As technology advances and becomes more accessible, consumers and businesses alike are able to take advantage of more cost effective, feature-rich solutions not previously available to them. Geofencing and Geo-IP filtering for hardware and software used to be a very costly tool implemented for very specific use cases. It is now technology featured in almost every smart phone, firewall or router most consumers already have in their possession, and is the foundation of several applications and services.
How It Works
Geofencing uses global positioning or radio frequency identification (RFID) to define geographical boundaries or a virtual perimeter. It enables software to trigger a response when an event happens within or outside of the predefined boundary.
- By GPS. Set up triggers so when a device enters or exits the boundaries defined in the geofence, an alert is issued.
- By Cell Signal. Location tracking by proximity to cell sites.
- By Geo-IP Filtering. A feature equipped on most firewalls or routers, allows you to filter internet traffic by country. Restrict computers with certain IP addresses from accessing content in servers within the virtual perimeter set. Commonly used to prevent other countries form accessing content.
Geofencing can be used in a variety of scenarios to improve productivity, efficiency, security, and even marketing of your business services.
- Smart Home Control. Mobile phones commonly act as controllers to smart home devices. Geofences can be set to automatically lock computers, or shut down devices as you move away from the perimeter. Android 5.0 devices have the ability to disable device locking if you are within the range of your home Wi-Fi or “safe zone”.
- Fleet Management. To manage and monitor driver’s mileage and time spent on the road, a geofence can send alerts to managers if fleet moves outside of restrictions set.
- Classroom, Restaurant or Retail Devices. When shared devices like those used in classroom settings, restaurant or retail PoS (point of sales) devices leave their safe-zone, an alert can be sent out to advise superiors appropriately.
- Location Based Marketing. Send real-time targeted advertisements to engage customers that have opted (via a downloaded app) as they enter into your organization’s network. Improve social media interactions with real time customer data and communications.
- Emergency Services. Law enforcement can use geofencing to monitor and track movements of those who have monitoring devices. Emergency crews can improve dispatch times by seeing in real-time who is close by to trauma sites.

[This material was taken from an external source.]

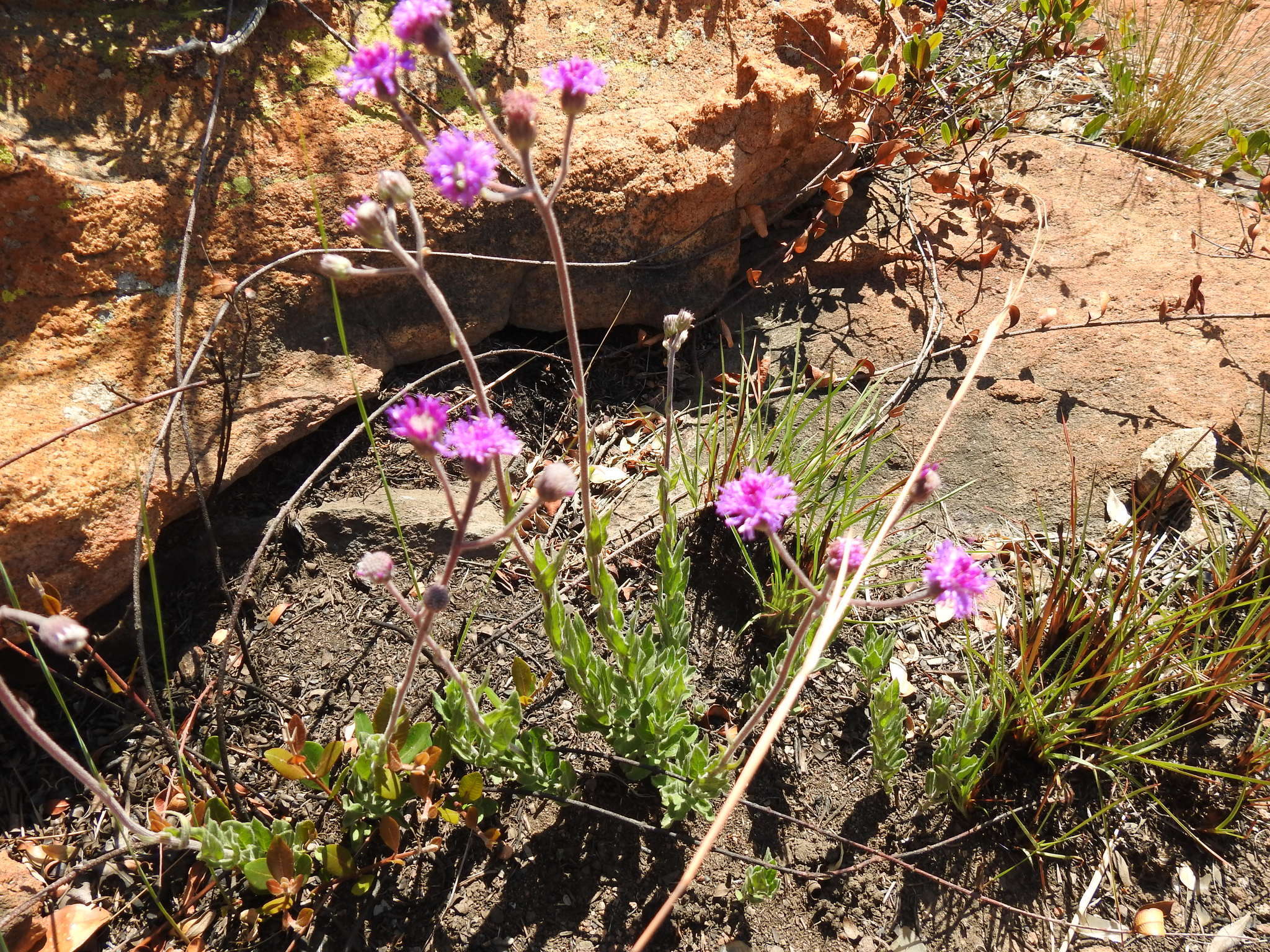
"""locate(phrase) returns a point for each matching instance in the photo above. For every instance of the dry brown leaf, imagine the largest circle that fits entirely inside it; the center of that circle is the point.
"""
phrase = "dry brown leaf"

Improve Your Security Strategy
One of the great benefits to Geo-IP filtering is the security improvements your business is able to make by leveraging it. It can be used to improve your BYOD policies by controlling mobile devices’ accessibility range, or by restricting access to certain IP addresses. Here’s a closer look at some of the many approaches you can take by when incorporating geofencing into your security strategy:
- Restrict Access. Restrict access to devices or applications while inside a company’s perimeter, making it impossible for devices outside to access the network. This will keep information in the perimeter, and devices not authorized out of the perimeter. When geofencing is used in combination with a Mobile Device Management (MDM) solution and other endpoint protection solutions, IT administrators can establish very granular restrictions. Geo-IP filtering can allow your IT provider to set particular geographic limits around a group of IP addresses. Once network traffic patterns is analyzed, they may be able to track down the origin of email spam or phishing attempts and block exploits coming from other countries.

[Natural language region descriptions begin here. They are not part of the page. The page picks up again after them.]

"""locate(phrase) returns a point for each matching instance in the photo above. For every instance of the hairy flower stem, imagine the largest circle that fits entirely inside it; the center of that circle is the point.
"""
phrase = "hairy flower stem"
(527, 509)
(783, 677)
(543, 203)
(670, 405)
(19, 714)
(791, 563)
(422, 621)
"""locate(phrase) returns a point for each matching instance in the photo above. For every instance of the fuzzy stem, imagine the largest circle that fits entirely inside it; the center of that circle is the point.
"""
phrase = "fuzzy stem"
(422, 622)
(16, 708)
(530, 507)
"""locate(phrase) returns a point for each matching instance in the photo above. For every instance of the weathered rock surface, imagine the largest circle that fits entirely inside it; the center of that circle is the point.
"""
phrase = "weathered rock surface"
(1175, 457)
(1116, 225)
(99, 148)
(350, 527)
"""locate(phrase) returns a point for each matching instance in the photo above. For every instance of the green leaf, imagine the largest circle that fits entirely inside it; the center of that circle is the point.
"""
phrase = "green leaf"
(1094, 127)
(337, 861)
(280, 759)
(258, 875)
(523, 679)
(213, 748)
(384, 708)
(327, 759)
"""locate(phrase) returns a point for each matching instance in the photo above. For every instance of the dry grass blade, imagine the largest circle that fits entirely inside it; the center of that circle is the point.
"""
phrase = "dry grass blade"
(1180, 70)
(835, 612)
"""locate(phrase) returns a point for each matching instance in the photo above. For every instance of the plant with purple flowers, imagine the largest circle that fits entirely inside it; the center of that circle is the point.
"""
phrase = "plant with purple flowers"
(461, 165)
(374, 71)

- Loss Prevention. As part of a comprehensive data loss prevention strategy, organizations can control access to devices and apps on the devices within a certain physical perimeter. If a device were to move out of its predetermined safe zones, the device and/or apps could be locked down.

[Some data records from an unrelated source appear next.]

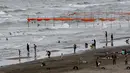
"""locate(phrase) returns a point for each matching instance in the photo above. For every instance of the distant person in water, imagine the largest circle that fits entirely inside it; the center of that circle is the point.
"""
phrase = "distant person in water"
(75, 47)
(48, 54)
(28, 48)
(127, 41)
(35, 49)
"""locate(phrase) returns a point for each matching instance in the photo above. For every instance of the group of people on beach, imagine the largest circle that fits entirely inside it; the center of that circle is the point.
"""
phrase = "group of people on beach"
(35, 50)
(114, 58)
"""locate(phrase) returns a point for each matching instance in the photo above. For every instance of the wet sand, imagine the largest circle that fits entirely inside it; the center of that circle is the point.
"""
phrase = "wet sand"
(85, 62)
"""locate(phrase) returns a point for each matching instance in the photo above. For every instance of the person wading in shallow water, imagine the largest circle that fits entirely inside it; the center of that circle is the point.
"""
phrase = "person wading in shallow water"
(75, 47)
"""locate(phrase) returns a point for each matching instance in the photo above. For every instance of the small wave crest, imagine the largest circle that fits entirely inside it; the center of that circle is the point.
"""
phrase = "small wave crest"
(15, 10)
(4, 7)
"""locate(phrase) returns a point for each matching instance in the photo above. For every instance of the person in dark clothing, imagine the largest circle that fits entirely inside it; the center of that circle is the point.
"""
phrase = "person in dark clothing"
(111, 39)
(94, 44)
(49, 54)
(35, 49)
(38, 25)
(126, 60)
(19, 52)
(106, 37)
(86, 45)
(127, 41)
(75, 47)
(28, 49)
(6, 39)
(114, 57)
(97, 65)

- Data Protection. Ensure your critical business data remains private by disabling camera or SD cards, or disabling cell phones entirely while in meeting rooms. Board meeting presentations or sensitive documents can be shared as members walk into a specific area or meeting room. Once members leave the designated area the materials can be removed from their devices. Perhaps more harmful than spam, are network vulnerability probes and attacks. As most small businesses dont need to communicate with distant countries (where most cyber attacks originate), Geo-IP filtering can be implemented to filter out countries that dont need to access your network. If you happen to do some business with countires that are known for producing heavy amounts of spam, than IT can add your client’s IP address as an allowable exception.
Things to Consider
GPS signals used by geofencing are not always accurate and locations picked up by satellite signals are not always perfect. While that may be an acceptable limitation for the way your intend to apply geofencing, remember that privacy remains a top concern for organizations deploying BYOD strategy. It will be important to get informed consent from employees. Any geofencing used on personal devices should have a way for end users to turn on and off tracking.
Geo-IP filtering is not a complete security solution and blanket policies against blocking all content from specific countries may not be the policy best suited for your business operations. However utilizing Geo-IP filtering technology with custom rules can be just one of the several layers of security your business may want to consider.